Ed. Note: This is a cross post from Delta Regional Authority. You can find the original post here.
For many young people in the Delta region, employment in high school isn’t a luxury—it’s a necessity. But finding a job with a blank resume, an incomplete high school education, and no network or relationship with employers is a daunting task. A recently-released Annie E. Casey Foundation report on youth unemployment found that “today – with millions of jobs lost and experienced workers scrambling for every available position - America’s young people stand last in line for jobs.”
This situation calls for leaders of all sorts to come together to create a set of supports that enable strong transitions from high school to college or a career. That’s why this summer, the White House launched the Summer Opportunity Project, a cross-sectoral effort to increase the percentage of youth in evidence-based summer opportunity programs, decrease the percentage of youth experiencing violence over the summer, and support young Americans in securing their first job.
Investing in youth employment is a win-win: continuously employed youth earn $400,000 more over their careers than their counterparts who experience spells of unemployment, and save taxpayers $1.6 trillion dollars – the estimated cost burden for young people who are neither in school or employed. These figures only help to illustrate what we already know, that we need to get these young people jobs and work to keep them employed.
I understand this challenge. Humble beginnings are my beginnings. And so goes the story for so many living in our region today.
The success of young people is dependent on social systems working together to identify those in need and connecting them to opportunities. Through these collaborations and partnerships, we see positive outcomes not only for youth, but for the entire workforce. Yet, in rural parts of the United States such as the Mississippi Delta, there is an extreme lack of services and limited employment opportunities. Generational poverty also hinders the building of a premier workforce which creates long-term struggle in our global economy. This causes many young adults to give up hope before these systems can work.
That is why I am so proud of the Delta Regional Authority’s participation in the White House Summer Opportunity Project. This strategic initiative brings together local governments, private businesses, philanthropic organizations, and young adults around a common goal: addressing youth unemployment.
Together with the Obama Administration, three Delta communities – Clarksdale, Mississippi, Pine Bluff, Arkansas and Jonesboro, Arkansas – are not only working to provide young people with access to jobs, they are encouraging investment in essential programs that support workforce development training, learning, and summer meals.
This summer, the City of Clarksdale established a Summer Youth Employment Program that worked with 30 young adults who were employed part-time and provided enrichment training in topics such as financial literacy. As a result of its continued partnership with the Walton Family Foundation, Clarksdale is developing its first year-round employment and workforce development program for young adults. Additionally, this program is slated to establish partnerships with Urban Alliance, Cultivating Coders, and Rural Sourcing Inc. – organizations with a proven track record of providing young adults with the training and skills needed to pursue a sustainable career paying a livable wage.

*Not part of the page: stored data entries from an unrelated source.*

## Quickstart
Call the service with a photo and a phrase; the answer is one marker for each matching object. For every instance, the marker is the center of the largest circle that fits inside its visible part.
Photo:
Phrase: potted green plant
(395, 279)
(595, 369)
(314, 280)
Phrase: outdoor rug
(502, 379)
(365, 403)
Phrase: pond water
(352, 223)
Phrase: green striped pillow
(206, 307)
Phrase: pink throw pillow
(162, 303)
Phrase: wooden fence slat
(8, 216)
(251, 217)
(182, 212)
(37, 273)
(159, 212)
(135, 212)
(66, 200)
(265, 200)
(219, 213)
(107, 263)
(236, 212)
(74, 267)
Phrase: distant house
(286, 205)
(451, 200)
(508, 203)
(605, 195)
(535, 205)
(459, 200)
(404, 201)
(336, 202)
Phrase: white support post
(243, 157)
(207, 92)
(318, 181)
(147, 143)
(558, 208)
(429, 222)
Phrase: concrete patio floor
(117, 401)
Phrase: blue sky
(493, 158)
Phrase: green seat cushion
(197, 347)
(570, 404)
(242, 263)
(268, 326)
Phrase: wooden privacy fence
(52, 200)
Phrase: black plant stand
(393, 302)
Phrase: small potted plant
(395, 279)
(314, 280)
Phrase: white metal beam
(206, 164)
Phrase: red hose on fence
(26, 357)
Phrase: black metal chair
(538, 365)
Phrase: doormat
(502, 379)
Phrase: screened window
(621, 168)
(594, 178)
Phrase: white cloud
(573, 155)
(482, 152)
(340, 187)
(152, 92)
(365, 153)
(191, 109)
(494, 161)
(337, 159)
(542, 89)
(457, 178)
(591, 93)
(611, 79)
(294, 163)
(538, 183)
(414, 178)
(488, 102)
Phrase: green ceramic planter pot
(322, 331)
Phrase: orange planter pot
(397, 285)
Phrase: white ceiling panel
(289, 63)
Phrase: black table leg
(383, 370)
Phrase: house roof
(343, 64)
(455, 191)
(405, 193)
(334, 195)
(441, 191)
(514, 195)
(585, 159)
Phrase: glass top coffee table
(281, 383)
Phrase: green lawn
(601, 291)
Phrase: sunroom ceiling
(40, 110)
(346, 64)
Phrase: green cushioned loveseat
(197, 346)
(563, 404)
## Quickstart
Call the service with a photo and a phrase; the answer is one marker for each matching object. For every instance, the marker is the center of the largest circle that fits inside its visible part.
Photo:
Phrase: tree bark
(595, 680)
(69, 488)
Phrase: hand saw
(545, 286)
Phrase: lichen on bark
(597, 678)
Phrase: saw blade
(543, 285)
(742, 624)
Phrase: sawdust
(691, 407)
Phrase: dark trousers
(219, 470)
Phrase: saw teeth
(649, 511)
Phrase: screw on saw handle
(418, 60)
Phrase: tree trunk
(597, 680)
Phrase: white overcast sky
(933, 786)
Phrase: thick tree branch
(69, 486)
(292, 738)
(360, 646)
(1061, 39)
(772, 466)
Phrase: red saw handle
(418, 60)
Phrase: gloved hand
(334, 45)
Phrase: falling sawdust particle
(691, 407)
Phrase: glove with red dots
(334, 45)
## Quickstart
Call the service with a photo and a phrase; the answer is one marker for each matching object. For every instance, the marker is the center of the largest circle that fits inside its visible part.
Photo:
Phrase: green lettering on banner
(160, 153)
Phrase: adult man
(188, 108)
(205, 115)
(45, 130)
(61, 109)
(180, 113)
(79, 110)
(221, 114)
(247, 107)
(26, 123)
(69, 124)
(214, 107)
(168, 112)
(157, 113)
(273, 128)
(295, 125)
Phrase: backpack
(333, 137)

As a result of the support from the Simmons Foundation, the City of Pine Bluff added 10 more jobs to their existing Summer Youth Employment Program – bringing the total to 130 youth employed and trained this summer.
In similar fashion, the City of Jonesboro created their first Summer Youth Employment Program, employing 10 young adults through the local Department of Parks & Recreation. Additionally, a partnership formed between the City and Arkansas State University’s College of Business will allow Jonesboro to enhance their current program in an effort to reach more young people within the community.
Bridging the gap for youth engagement, President Obama’s 2017 budget proposal aims to connect more than 1 million young people to first jobs over the summer and year-round. It also creates a new $2 billion competitive grant program designed to connect at-risk and disconnected youth to educational and workforce pathways.
As the President so eloquently stated, “Let’s make sure every young person knows that in America, we’re all committed to helping them achieve their dreams.” These youth are the lifeline of the Mississippi River Delta region, and DRA will continue to be a vehicle of opportunity for them and their families. While our beginnings may be humble, the people of the Delta have every reason to work for and achieve their dreams.